Re: Replication with Patroni not working after killing secondary and starting again

From: Zb B <zbig(dot)poland(at)gmail(dot)com>
To: pgsql-general(at)lists(dot)postgresql(dot)org
Subject: Re: Replication with Patroni not working after killing secondary and starting again
Date: 2022-05-04 08:21:56
Message-ID: CAKwARkbqwVc35dZWFLvrwL_6FxvwJSq-UEzFareEcoLvqqNYsA@mail.gmail.com
Views: Raw Message | Whole Thread | Download mbox | Resend email
Thread:
Lists: pgsql-general

> What does `patronictl list` show during that interval?

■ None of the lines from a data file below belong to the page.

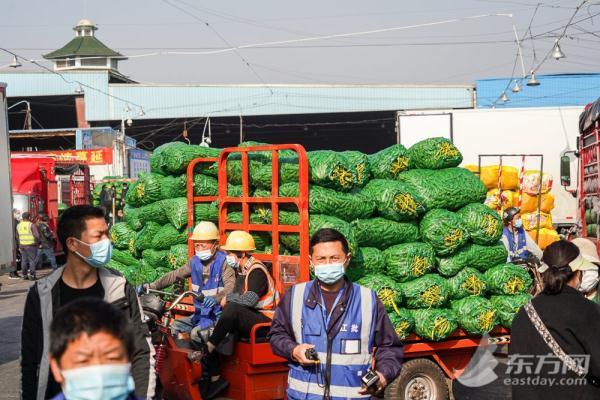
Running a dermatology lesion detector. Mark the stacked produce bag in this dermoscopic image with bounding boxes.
[466,165,560,250]
[112,138,531,340]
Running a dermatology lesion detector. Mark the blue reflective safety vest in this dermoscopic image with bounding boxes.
[190,250,226,329]
[503,226,531,261]
[287,281,377,400]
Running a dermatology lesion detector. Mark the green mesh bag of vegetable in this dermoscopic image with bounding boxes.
[361,179,426,221]
[419,210,469,256]
[452,296,498,335]
[111,248,138,266]
[160,175,187,199]
[279,183,375,222]
[398,168,487,210]
[167,244,188,269]
[448,267,486,300]
[110,222,135,250]
[162,197,187,229]
[352,217,419,250]
[133,221,162,253]
[483,264,532,295]
[342,150,371,187]
[346,247,385,281]
[383,243,435,282]
[490,293,532,329]
[369,144,410,179]
[411,308,458,342]
[151,224,188,250]
[356,274,402,313]
[456,203,503,246]
[408,137,463,169]
[123,206,144,231]
[142,249,169,268]
[400,274,450,308]
[388,308,415,340]
[137,200,170,225]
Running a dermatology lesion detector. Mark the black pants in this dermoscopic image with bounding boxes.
[208,303,271,346]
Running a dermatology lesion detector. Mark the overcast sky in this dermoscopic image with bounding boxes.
[0,0,600,84]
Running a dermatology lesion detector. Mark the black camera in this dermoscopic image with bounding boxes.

Well. I can't repeat the situation anymore. Now the replication starts
immediately after starting the patroni on secondary. I did several
switchover commands meanwhile though

Meanwhile I did another test where I run a Java app with a large number of
*short* transactions (inserts) and during execution of this app I do the
patroni switchover command:

patronictl -c /etc/patroni/patroni.yml switchover

It turned out the records were not replicated to the secondary and when I
tried to execute the switchover command on the primary I got the following
error:
Error: This cluster has no master

When I tried to execute the switchover command on the secondary it worked
but because there was a discrepancy between the primary and secondary the
records on the old primary were rolled back (the number of records on
primary and secondary became the same - the same as it was on the old
secondary)

Apparently there is something wrong with my cluster. How to debug i?. Do I
need to configure anything so the replication is synchronous?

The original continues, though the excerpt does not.